Conceived between 2020 and 2022 during Marshall’s commuting between London and Liverpool, Space Heavy is the dreamy voyage King Krule devotees have speculated would arrive. The slimier vectors of The Ooz predicted this direction – for every rousing cut like a “Dum Surfer” or “Half Man Half Shark” there were downtrodden and mangled instruments of pain like “Sublunary” with its noir-sax setting the melancholy filled stage. These more deflated-style songs are the undertow that Marshall’s diehard fanbase gets pulled in by, and he has found himself as a spokesperson unknowingly for the tragic masses.
But Space Heavy isn’t like Man Alive! or The Ooz in all actuality. There may be some borrowed elements from each of his previous albums, but it’s Marshall’s most unfocused work to date, a blessing and a curse as always. It largely functions as a dream, and from the opening strings of longtime fan favorite “Flimsier” to the one-note closer “Wednesday Overcast”, Space Heavy drifts in and out of consciousness, like a feverish sleep cycle never staying comfortable for more than a few minutes at a time.
Those minutes of calm manifest in plot deviations like “Seaforth”, the beautiful lead single. It floats as intended; Marshall doesn’t growl, but the waves of turmoil and despair are plenty rowdy. He’s entranced with a relationship, hoping for some reciprocation but is fruitless in his quest. His voice has always had the duplicitous power of being able to curdle milk or make it churn into velvety butter; he opts for the latter here which makes “Seaforth” stand out.

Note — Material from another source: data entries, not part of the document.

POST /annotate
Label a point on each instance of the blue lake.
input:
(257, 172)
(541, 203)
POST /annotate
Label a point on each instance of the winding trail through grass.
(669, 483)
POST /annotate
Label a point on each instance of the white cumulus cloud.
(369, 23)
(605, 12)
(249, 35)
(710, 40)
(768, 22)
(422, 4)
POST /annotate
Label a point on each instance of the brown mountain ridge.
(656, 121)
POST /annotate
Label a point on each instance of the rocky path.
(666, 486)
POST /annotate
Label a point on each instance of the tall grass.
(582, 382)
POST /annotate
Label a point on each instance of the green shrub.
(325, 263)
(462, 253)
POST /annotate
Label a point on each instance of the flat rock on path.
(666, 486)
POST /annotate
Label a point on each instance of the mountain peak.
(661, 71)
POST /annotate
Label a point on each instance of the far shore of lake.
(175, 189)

It doesn’t last though, that slumber, that quiet, it’s ruffled by the clashing sax of “That is My Life, That is Yours” the red herring follow up that starts romantic but turns evil. Marshall can’t stand still for long, there’s always some catalyst for this, whether it be gravity or inertia, he’s always moving even if the dreamlike instrumentals tell a different story.

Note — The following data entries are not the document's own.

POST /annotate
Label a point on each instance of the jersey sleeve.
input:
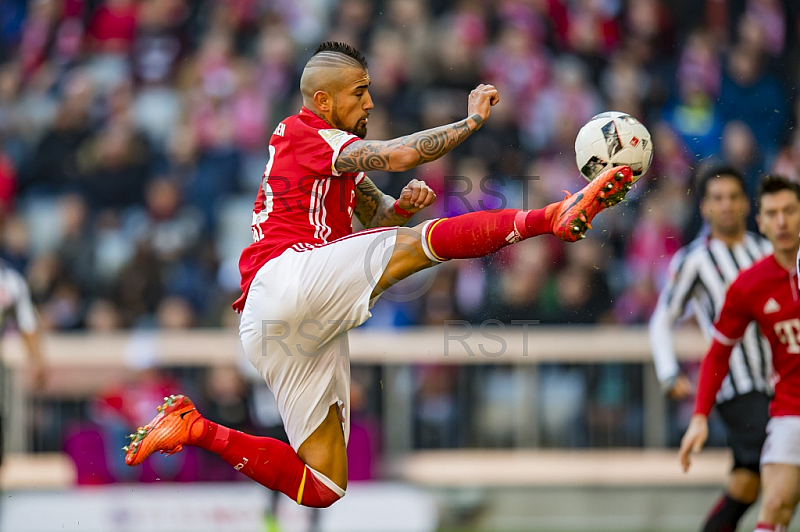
(671, 305)
(25, 315)
(735, 315)
(712, 372)
(316, 150)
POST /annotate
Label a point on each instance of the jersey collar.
(313, 119)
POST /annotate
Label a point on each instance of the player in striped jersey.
(767, 294)
(700, 274)
(16, 306)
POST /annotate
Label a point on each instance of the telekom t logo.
(789, 333)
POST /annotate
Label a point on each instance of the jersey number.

Songs like “Pink Shell” and “Hamburgerphobia” feel like soggy breadcrumbs to collect and connect to past King Krule ragers, but this is perhaps fruitless as Marshall is one of those artists always striving for the next phase, and often sings about moving on from the past. These “rockers” are scattered across Space Heavy, popping out like jump scares in a horror film, but lasting long enough to get the adrenaline pumping. Then they fade, sometimes passing us by entirely and leaving our memories as soon as we wake up.
“Seagirl” presents an unexpected twist, as R&B pop artist Ravenna takes a hold of the album’s dreariness and steers it into elegance for a few minutes. It’s surprisingly the first time Krule’s credited another singer on an album, and with dual vocal responsibilities it makes for one of Space Heavy’s loveliest moments, despite its brevity.
It’s in the album’s last third, that things start to feel a little less cohesive, which could have been said about The Ooz’s latter half – but there he ultimately pulled us back in, here his grip is less assured. After he finishes shouting about “my plastic straw!” on the title track, Space Heavy lets us slip through “When Vanishing” and “If Only It Was Warmth”, arriving at closer “Wednesday Overcast” with little to separate them.
Space Heavy is ultimately King Krule’s most challenging work. It acts like a stream-of-consciousness but with minor guardrails to keep Marshall from spiraling out into truly wicked realms. The moments he does let go, like in the end, never feel completely satisfying. The Ooz harbored the man’s greatest fears in the physical world, the people he met and despised. Man Alive! was oddly enough his most positive, if you can even call it that given tracks like “Comet Face”, but nevertheless it existed as such in contrast to its gritty predecessor. Space Heavy never really gets to where we want it to go, Marshall pulls back instead of giving in. This will no doubt frustrate his legions of fans, but those interested in the slow-wash feel of his music will no doubt stay forever in love with his music.